Once you’ve taken those first two steps, you’re well on your way to a million dollar retirement.

So Congratulations!

You see, by taking a simple approach, such as investing $5,500 per year for 30 years, you’ll find that a $165,000 principal investment could turn into $1,036,000.

The power of compounding is what makes this financial miracle possible. Compounding is simply the ability to generate earnings, which are then reinvested in order to generate additional earnings.

And the example of turning $165,000 into a little more than $1 million is based on the historical annual return of 9.5% for the U.S. Stock market dating back to 1927.

In other words, in the long run, investors can expect a 9.5% return annually by simply buying and holding securities that track the performance of the broad stock market.

But what if I told you that there is a way that could turn that same $165,000 principal investment into $3 million during the same 30 year period? Or better yet, meet your million dollar retirement goal not in 30 years, but in only 23.

There is a way to do that. And it can be done without really taking on any additional risk.

If you like the sound of that, then you’ll want to pay close attention to the third step; it’s the crucial step, because this is the secret sauce to growing wealth at a faster pace.

It also happens to be the cornerstone of our investing approach at True Market Insider.

Step 3—Relative Strength Investing can get you to your retirement goals quicker.

The Relative Strength methodology essentially measures how one security is performing against another. There are all sorts of ways to analyze relative strength, but long story short, a relative strength calculation can be performed on anything.

At True Market Insider, we use Relative Strength to identify which parts of the overall market are strongest and which are the weakest.

You see, if you can strip away the parts of the market that are underperforming and invest in the parts that are outperforming, you’ll likely have a better opportunity to generate a higher return. This will increase the speed of compounding.

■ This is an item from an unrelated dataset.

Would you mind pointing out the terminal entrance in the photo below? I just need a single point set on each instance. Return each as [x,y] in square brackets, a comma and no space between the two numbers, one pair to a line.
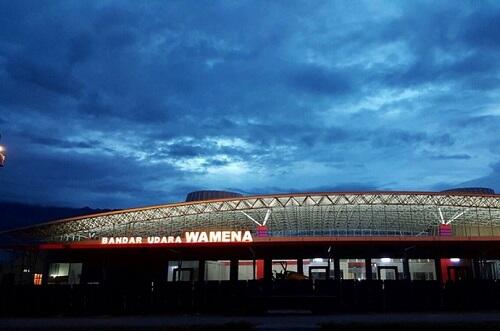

And based on a research study by Dorsey Wright & Associates, momentum strategies such as Relative Strength investing has beaten the Total Market return by 4.6% based on a comprehensive back test study.

In other words, since 1929, instead of generating a 9.5% annual return, investing in only the strongest parts of the market would have generated at 14.1% return. And during that long span, the difference in annual yield — although it seems small — actually increased the value of a portfolio more than 66 times over.

That’s wha’s possible when you combine compounding with Relative Strength investing!